En los viejos tiempos, como el Siglo de Oro, el carnero era el rey de los cuadrúpedos comestibles. Por entonces había innumerables recetas para este manjar, cuyo corte más apreciado era el llamado gigote, es decir, la pierna. Naturalmente, la de carnero era la mejor de las carnes que podían echarse en la olla; cuando Cervantes, al principio del Quijote, nos aclara que la del ingenioso hidalgo era “una olla de algo más vaca que carnero” nos está diciendo que no se trataba de una olla rica, sino de, diríamos hoy, clase media.
Pero nuestra literatura gastronómica está llena de elogios al carnero, y los libros de cocina abundan en recetas para su preparación. Todavía a principios del XX figuran fórmulas para guisar el carnero en los textos de Emilia Pardo Bazán, por citar un sólo ejemplo; y, a finales del XIX, Ángel Muro ofrece hasta quince recetas para la pierna de carnero y hasta una treintena más para otras partes de su anatomía. Por cierto que Muro dice cosas interesantes sobre el carnero. Por ejemplo, que “la carne de carnero, sobre todo asada, mantiene perfectamente el vigor corporal sin favorecer la tendencia a la obesidad”. También indica que la pierna de carnero y la ensalada de escarola son los únicos manjares que pueden tener, incluso en alta cocina, una íntima relación con el ajo; las referencias de Muro a este bulbo son premonitorias de los furibundos ataques posteriores de Julio Camba y Josep Pla al ajo.
El propio Muro apunta una razón por la que pudo, con el tiempo, desaparecer el aprecio del español por la carne de carnero: las criadillas. Escribe: “este manjar es el responsable de que no sea excelente en España la carne de carnero; él tiene la culpa de todo. Si el carnero careciera de criadillas, si fuera capón, su carne sería suculenta y no tan fibrosa y viva como es. Pero no se puede repicar y andar en la procesión al mismo tiempo, y por golosina tan insignificante como la que representa un plato de criadillas se quebranta la bondad de toda una res tan apreciable en la cocina”.
Hoy el español devora cordero lechal, y desprecia al animalito un poco más hecho: le sabe a borrego —¿cuestión de criadillas?— y no le gusta, de modo que los corderos de raza merina, la más española de todas, excelentes pero de mayor tamaño que los otros, apenas son apreciados más que por quienes ven en un cordero algo más que un asado o unas chuletitas. Los ingleses todavía se regalan —los que pueden— con un joint of mutton como los que describe Camba al hablar de Londres; los franceses, si no carnero, sí que disfrutan de los corderos grandes criados en prados junto al mar, los famosos corderos de pré-salé, sean de Normandía o Bretaña, sean de Pauillac, en Burdeos; son corderos que no dan lo mejor de sí en horno de leña, sino en fogones sabios y expertos; a mí me gustan muchísimo esos corderos, que no siempre se encuentran.

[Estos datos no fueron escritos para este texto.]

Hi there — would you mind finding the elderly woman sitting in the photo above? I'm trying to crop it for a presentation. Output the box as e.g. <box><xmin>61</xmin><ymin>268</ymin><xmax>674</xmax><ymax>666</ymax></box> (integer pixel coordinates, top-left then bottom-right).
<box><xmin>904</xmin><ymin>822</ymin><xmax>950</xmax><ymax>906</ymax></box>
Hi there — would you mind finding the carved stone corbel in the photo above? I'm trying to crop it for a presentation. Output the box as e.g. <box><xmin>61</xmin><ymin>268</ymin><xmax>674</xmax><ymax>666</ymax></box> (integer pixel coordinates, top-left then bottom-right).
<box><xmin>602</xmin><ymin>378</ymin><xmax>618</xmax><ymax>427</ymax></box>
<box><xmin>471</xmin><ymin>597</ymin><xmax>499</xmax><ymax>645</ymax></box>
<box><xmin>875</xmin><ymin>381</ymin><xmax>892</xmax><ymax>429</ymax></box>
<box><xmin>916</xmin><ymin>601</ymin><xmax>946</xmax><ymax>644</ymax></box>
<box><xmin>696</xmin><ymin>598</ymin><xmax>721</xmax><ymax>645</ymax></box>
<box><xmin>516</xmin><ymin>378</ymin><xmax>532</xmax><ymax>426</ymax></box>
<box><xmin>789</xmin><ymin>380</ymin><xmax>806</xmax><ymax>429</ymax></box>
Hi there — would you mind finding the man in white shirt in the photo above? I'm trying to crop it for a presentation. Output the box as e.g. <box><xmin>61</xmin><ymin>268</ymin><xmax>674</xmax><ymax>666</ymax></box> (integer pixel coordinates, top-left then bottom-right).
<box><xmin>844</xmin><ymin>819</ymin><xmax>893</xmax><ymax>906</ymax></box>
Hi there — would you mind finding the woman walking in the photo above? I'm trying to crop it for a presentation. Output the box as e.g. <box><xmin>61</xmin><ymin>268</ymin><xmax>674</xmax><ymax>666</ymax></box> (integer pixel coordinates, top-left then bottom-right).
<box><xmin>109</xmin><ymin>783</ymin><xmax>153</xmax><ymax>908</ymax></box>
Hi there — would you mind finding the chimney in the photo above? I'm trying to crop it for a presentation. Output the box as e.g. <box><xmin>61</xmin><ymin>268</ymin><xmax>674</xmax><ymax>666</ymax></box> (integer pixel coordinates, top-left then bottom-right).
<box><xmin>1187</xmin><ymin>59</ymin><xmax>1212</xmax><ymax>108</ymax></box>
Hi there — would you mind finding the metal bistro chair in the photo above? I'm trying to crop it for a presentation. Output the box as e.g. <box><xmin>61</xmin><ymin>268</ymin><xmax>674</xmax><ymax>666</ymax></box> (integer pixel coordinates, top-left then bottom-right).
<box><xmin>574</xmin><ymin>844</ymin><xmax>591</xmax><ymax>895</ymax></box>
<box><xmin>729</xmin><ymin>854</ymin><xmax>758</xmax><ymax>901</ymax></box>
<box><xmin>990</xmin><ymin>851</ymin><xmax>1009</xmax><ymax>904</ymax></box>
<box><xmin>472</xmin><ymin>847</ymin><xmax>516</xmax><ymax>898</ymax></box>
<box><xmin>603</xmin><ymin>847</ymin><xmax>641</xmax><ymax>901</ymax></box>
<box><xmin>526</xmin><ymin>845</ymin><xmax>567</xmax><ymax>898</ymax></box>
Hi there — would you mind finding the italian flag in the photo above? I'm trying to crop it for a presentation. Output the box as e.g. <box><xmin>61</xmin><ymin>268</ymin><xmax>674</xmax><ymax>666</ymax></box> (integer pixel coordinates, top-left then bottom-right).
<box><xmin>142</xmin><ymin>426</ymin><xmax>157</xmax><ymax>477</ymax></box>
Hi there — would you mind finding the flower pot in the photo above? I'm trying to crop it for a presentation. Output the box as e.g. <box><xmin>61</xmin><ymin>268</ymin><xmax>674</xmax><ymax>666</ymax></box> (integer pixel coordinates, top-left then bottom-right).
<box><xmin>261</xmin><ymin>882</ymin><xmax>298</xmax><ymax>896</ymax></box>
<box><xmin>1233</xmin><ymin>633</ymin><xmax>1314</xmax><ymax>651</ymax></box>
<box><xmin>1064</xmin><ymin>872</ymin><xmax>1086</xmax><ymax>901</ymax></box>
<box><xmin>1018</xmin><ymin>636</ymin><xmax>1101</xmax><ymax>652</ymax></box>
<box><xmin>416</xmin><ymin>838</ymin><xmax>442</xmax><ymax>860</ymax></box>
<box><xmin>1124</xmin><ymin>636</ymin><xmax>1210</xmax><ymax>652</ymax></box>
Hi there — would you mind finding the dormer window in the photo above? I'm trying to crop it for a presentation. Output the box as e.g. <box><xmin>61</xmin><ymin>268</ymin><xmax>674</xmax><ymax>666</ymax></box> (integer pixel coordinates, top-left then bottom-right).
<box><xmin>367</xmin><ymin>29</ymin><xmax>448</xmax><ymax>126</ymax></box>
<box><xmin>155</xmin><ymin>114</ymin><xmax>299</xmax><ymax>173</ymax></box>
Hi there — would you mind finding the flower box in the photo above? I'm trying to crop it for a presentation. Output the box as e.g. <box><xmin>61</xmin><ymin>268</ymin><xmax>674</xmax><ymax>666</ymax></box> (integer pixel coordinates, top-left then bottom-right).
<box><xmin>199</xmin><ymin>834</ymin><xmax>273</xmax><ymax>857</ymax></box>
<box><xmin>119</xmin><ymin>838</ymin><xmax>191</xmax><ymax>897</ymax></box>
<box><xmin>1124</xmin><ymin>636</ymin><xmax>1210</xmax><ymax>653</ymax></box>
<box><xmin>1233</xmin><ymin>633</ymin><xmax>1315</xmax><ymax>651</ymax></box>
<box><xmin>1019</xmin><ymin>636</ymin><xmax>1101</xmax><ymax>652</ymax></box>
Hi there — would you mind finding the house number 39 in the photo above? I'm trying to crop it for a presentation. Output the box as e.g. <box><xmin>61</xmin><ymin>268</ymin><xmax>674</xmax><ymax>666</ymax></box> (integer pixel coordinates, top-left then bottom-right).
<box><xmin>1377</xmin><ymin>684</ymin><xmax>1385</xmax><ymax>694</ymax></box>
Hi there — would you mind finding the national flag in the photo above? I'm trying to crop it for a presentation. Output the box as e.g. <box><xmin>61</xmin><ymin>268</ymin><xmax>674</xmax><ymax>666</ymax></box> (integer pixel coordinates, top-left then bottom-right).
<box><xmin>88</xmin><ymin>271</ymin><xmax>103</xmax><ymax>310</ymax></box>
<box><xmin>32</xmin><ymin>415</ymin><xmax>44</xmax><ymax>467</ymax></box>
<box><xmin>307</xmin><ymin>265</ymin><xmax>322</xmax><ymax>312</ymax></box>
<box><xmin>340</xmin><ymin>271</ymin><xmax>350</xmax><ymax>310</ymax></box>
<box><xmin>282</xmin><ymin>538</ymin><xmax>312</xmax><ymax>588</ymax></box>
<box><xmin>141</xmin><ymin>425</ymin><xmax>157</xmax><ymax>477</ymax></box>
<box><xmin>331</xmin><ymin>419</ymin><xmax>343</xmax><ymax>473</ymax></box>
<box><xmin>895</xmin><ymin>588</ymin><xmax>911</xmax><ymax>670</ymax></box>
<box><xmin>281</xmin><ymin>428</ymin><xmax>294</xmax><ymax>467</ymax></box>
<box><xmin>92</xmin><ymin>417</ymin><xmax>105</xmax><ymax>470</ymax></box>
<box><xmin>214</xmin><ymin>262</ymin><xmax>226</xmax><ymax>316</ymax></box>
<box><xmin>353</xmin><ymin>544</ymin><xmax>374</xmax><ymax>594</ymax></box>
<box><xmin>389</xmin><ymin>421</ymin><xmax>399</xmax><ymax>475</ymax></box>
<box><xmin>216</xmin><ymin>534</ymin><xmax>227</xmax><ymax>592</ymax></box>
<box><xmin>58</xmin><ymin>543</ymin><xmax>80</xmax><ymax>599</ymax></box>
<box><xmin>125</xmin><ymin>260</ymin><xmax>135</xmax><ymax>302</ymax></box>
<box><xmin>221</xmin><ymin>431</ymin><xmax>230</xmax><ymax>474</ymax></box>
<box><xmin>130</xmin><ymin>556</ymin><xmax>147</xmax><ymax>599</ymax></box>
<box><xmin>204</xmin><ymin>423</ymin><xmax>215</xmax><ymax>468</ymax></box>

Entre nosotros, desaparecida la cocina de carnero y despreciados los corderos que ya han pastado, el cordero apenas sale del horno de leña o figura en platos más bien rústicos, como las innumerables calderetas de pastor típicas de las zonas que son cabeza de trashumancia; probablemente recuerdos de los tiempos de la Mesta, y platos realmente suculentos, pero siempre, ya decimos, algo rústicos de más. Cuando yo era niño, mi abuela distinguía el cordero lechal del que entonces llamábamos pascual, del tiempo de Pascua; éste ya había comido hierba, y sabía de otra manera. Hoy, ya digo, no gusta: sabe a borrego; en fin, de borrego son los excelentes asados de cordero de nuestros vecinos del Sur, los marroquíes.
Una de las recetas más apreciadas en el Siglo de Oro era el llamado carnero verde. Quede como curiosidad una versión de este plato grato a Felipe II. Hay que rehogar a fuego lento carne de carnero partida en trozos pequeños, con tocino también troceado, cebolla muy picada y, claro, aceite, revolviendo siempre para que no se pegue. Un par de horas después se echa caldo del puchero y, cuando todo esté muy cocido, se añade mucho perejil picadísimo, hierbabuena, ajetes, cogollos de lechuga y piñones; se ponen especias al gusto y se rocía con jugo de limón. Y ahí está el carnero en el prado, bien verde. Como pueden ver, se trata, como todo lo referente a este olvidado animal, de gastroarqueología en estado puro.